Linear Algebra - Finding Rank

[TickleTackleTock]

Homework Statement

Suppose that AB = 0, where A is a 3 x 7 full rank matrix and B is 7 x 53. What is the highest possible rank of matrix B.

Homework Equations

The Attempt at a Solution

Since each column of B is in the null space of A, the rank of B is at most 4.

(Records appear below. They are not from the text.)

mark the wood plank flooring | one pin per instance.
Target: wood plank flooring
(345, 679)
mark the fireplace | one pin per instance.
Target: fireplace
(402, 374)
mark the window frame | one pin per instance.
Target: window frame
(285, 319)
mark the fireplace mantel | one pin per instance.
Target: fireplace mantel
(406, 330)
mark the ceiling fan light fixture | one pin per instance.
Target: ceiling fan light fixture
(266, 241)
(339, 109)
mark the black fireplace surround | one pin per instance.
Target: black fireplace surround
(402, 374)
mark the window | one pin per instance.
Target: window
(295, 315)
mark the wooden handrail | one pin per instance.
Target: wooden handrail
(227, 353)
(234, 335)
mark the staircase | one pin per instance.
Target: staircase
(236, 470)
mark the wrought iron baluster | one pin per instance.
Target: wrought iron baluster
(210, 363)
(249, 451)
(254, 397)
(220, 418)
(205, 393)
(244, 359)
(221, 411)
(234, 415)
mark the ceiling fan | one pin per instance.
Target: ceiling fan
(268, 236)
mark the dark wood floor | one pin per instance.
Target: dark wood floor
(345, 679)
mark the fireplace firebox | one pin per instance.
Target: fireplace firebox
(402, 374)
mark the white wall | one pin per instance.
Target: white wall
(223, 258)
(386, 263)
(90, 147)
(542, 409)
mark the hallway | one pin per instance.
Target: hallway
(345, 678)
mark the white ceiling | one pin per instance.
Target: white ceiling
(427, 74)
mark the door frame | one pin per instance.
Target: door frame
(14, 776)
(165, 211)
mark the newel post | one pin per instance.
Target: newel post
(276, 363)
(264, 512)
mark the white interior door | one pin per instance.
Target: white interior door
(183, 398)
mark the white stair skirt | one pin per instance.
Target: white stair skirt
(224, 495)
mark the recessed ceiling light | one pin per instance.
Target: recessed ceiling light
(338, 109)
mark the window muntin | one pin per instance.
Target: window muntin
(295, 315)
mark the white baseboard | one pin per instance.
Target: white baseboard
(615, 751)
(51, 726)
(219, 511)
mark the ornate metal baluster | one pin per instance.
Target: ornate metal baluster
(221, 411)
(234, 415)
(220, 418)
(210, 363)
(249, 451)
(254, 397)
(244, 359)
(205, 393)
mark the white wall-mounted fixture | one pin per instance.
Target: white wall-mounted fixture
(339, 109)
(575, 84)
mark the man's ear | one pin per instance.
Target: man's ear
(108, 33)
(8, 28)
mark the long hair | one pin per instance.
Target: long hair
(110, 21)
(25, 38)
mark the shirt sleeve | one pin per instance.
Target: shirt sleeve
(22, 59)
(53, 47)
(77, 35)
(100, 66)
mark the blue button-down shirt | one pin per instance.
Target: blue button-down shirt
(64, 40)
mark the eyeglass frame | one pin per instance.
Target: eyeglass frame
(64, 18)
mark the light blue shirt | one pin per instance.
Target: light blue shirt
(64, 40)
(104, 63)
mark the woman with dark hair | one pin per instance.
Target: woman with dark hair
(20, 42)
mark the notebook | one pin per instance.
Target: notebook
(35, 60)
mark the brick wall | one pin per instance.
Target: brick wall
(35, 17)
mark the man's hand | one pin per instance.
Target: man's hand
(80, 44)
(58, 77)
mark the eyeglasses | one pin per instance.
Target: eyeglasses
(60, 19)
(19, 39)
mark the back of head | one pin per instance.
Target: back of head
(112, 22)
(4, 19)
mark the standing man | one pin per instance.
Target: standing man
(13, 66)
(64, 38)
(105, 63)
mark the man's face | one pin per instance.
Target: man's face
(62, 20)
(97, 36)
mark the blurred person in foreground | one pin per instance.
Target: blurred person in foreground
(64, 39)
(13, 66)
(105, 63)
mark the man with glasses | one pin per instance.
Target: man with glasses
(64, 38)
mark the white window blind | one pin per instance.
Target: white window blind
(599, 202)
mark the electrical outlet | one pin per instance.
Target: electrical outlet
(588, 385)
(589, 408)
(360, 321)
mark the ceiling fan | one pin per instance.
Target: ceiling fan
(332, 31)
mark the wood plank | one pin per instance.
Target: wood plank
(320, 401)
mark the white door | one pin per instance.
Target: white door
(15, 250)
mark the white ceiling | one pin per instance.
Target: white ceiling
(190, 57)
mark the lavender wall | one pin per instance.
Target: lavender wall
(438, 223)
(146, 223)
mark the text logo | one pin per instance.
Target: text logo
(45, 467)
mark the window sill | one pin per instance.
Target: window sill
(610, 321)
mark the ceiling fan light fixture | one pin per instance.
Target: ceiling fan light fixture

I don't understand why it is 4.

What operation do I need to perform here to understand this? I am not a student, I am just trying to remember Linear Algebra.

 

[fresh_42]

Instead of these unwieldy matrices, let us consider the linear transformations they represent. For the sake of simplicity, let's denote the dimension of a vector space by an index. Then we have $A\, : \,V_7 \longrightarrow V_3$ and $B\, : \, V_{53} \longrightarrow V_7\,.$ So $B$ sends at least $53-7=46$ dimensions to zero anyway. Thus its rank must be between $7$ and $0$. $A$ on the other hand sends exactly $4$ dimensions to zero, as it is of full rank. But both applied in a row: $$V_{53} \stackrel{B}{\longrightarrow} V_7 \stackrel{A}{\longrightarrow} V_3$$ sends all $53$ dimensions to zero. Now how many can $B$ leave from those $7$, which will be left for $A$ to be sent to zero?

 

[TickleTackleTock]

So, if Matrix A were instead a 8 x 3 matrix, then B would have a rank of five? What I am seeing is that it is the subtraction of columns from rows in order to find the rank of B that maps A to 0?

 

[fresh_42]

So, if Matrix A were instead a 8 x 3 matrix, then B would have a rank of five? What I am seeing is that it is the subtraction of columns from rows in order to find the rank of B that maps A to 0?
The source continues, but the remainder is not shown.